Using ultrasound or CT to monitor patients with small abdominal aortic aneurysms (AAA) is just as safe as performing major open surgery to correct the lesions, according to an eight-year study. Researchers from the Minneapolis VA Medical Center presented their conclusions at last month's American Heart Association conference in New Orleans.
"Aortic aneurysm is the 13th leading cause of death in the United States and most of these deaths are due to rupture of the AAA," said Dr. Frank Lederle, professor of medicine at the University of Minnesota and a clinician at the VA Medical Center. About 9,000 such deaths occur each year, he added.
Although surgery has been recommended for aneurysms 4 cm in diameter and larger, there has been some controversy regarding the appropriate course of action for smaller lesions, especially those in the middle zone between 4 cm and 5 cm.
Doctors have debated at what point the aneurysm becomes so dangerous that the risk of rupture -- which usually results in death -- outweighs the risk of undergoing the difficult open AAA repair operation, Lederle said. The diameter of the AAA is the strongest known predictor of rupture, but small aneurysms are more common than the larger ones, he said. In 1992, the Society for Vascular Surgery recommended elective surgery for patients with AAAs larger than 4 cm.
About 1,136 veterans took part in the VA's Aneurysm Detection and Management (ADAM) study, which followed treatment and outcomes over an average of five years. Because the study was conducted in VA centers, 99% of the patients in the study were men with ages ranging from 50 to 79 years. About 42% of these patients had coronary artery disease.
If imaging techniques discovered an AAA between 4 and 5.5 cm, patients were randomized to receive either surgery within six weeks or they were followed every six months by ultrasound or CT to assess the size of the aneurysm.
Lederle said that after eight years, there were 141 deaths among the 569 patients who were placed in the surgery cohort, compared with 121 deaths among 567 patients in the surveillance cohort. The difference was not considered statistically significant, Lederle said.
During the course of the study, 92% of the patients who were assigned to surgery had undergone the procedure, and despite the extensive operation, mortality at 30 days was very low, Lederle said. There was a 2.1% percent operative mortality in the surgery group, and a 1.5% mortality among those who were originally assigned to surveillance, but later went on to receive surgery.
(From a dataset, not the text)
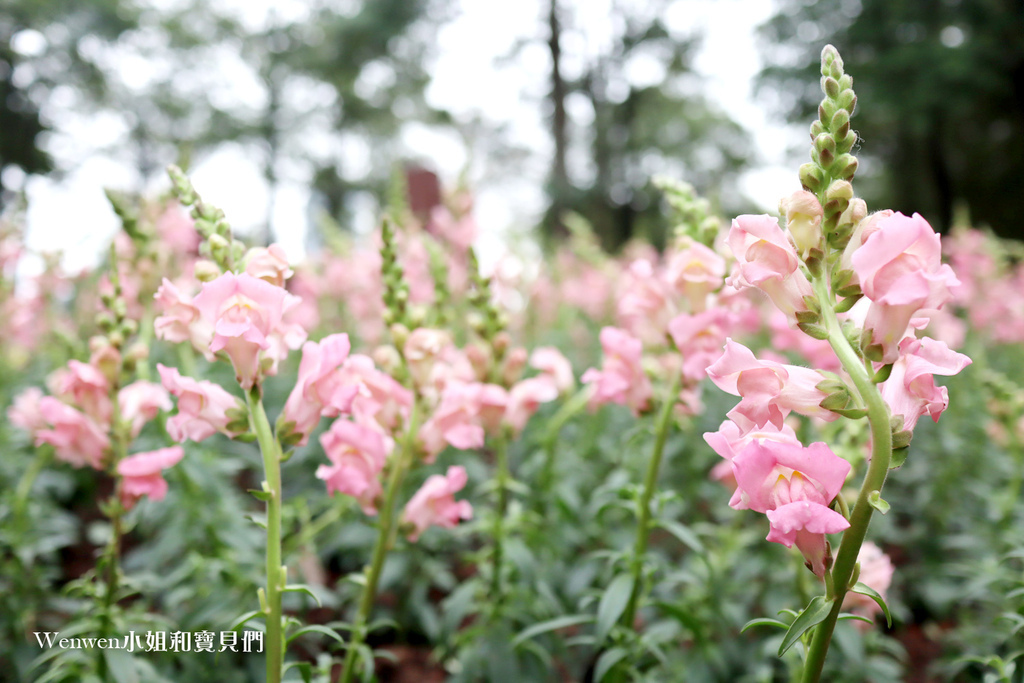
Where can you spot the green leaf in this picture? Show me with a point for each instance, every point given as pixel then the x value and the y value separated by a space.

Notably, about 61% percent of the surveillance group eventually underwent the operation, including about 8.8% of patients who had surgery even though they were still within the protocol window for watchful waiting. Lederle said most of the protocol violations were patient-initiated.
The ADAM study found that "long-term survival is not improved by repair of AAA smaller than 5.5 cm when compared with imaging every six months, even when operative mortality is very low," Lederle said. "Deferring repair until the AAA has enlarged to 5.5 cm does not increase operative mortality, and rupture is rare in AAA smaller than 5.5 cm."